Confucius said "the whole is greater than the sum of the parts" or its modern version "one plus one equals two while one and one rarely make two". The sum of our resources is finite while the virtual data seems endless.
Michel Serres (French philosopher) and his contemporary guide “Petite Poucette” has a motto “Now, taking the world in hand” with his smartphone to communicate with connected networks while moving with his Geographic Information (or Intelligence) System (GIS) assisted by its GPS. Acronyms are so important in this world where distances tend to cancel each other more than to shorten, GIPSy seems suitable in this case. The "Petit Poucet" (Tom Thumb, the brother of Petite Poucette, the one who sows his small stones) is a GIPSy therefore, does not stop sowing small virtual stones (cookies) to mark its passage, in a digital world where reserves are depleted because resources are finished.
Indeed distances and borders disappear with the arrival of these new artificial networks called "social" or also designated as "Noosphere" which logically expand the notion of natural networks of the globe that the ancients grouped in their doctrine of the four elements ( Water, Earth, Fire and Air) and which the moderns designate by "biospheric" and "geospheric" systems.

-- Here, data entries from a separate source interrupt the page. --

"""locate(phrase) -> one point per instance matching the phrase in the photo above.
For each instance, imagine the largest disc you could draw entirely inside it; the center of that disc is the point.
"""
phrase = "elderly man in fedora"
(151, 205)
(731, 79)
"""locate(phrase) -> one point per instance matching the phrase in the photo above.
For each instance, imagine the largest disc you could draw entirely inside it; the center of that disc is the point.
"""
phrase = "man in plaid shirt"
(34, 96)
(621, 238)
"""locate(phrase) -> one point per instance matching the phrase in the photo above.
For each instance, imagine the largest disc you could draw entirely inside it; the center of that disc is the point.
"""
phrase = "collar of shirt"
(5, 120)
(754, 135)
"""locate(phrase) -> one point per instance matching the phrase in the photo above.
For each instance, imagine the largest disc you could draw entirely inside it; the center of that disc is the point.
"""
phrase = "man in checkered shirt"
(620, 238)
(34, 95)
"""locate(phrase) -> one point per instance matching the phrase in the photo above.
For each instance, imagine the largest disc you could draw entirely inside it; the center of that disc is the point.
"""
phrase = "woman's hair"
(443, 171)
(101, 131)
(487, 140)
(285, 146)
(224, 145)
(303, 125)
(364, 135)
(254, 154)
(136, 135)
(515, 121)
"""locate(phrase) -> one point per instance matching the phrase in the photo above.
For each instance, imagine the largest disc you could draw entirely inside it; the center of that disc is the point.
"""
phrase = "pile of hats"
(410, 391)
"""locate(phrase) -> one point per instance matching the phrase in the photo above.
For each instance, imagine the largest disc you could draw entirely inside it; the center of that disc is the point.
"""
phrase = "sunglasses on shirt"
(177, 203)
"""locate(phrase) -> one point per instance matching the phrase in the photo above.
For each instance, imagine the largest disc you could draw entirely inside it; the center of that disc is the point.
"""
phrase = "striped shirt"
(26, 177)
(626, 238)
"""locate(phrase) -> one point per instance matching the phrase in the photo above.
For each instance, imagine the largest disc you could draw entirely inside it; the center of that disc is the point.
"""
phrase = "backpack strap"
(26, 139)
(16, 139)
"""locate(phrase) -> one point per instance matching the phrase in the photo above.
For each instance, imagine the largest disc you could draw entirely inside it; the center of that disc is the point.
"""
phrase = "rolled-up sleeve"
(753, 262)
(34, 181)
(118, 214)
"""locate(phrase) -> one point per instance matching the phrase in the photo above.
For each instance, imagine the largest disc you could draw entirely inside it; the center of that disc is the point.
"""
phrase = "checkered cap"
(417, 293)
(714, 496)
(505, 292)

A step has been taken with the digital revolution thanks to the contraction of our time space; communication distances are narrowing, 2D screens are more and more efficient in representing our 3D space in record time.
But this world is also in crisis, a crisis which is intrinsically anthropogenic as a disaster is natural. In the first case, this could be called progress (scientific and technical) in the other, the evolution of the earth and of life ("Biogée" dear to Michel Serres). The man is not central in this world, Galileo then Darwin teaches us that we have suffered disasters since the famous"Big-Bang" by successive crises. So is there another danger waiting for us, a possible digital crisis linked to a surplus of "Big-Data" in the "Big-Sphere"?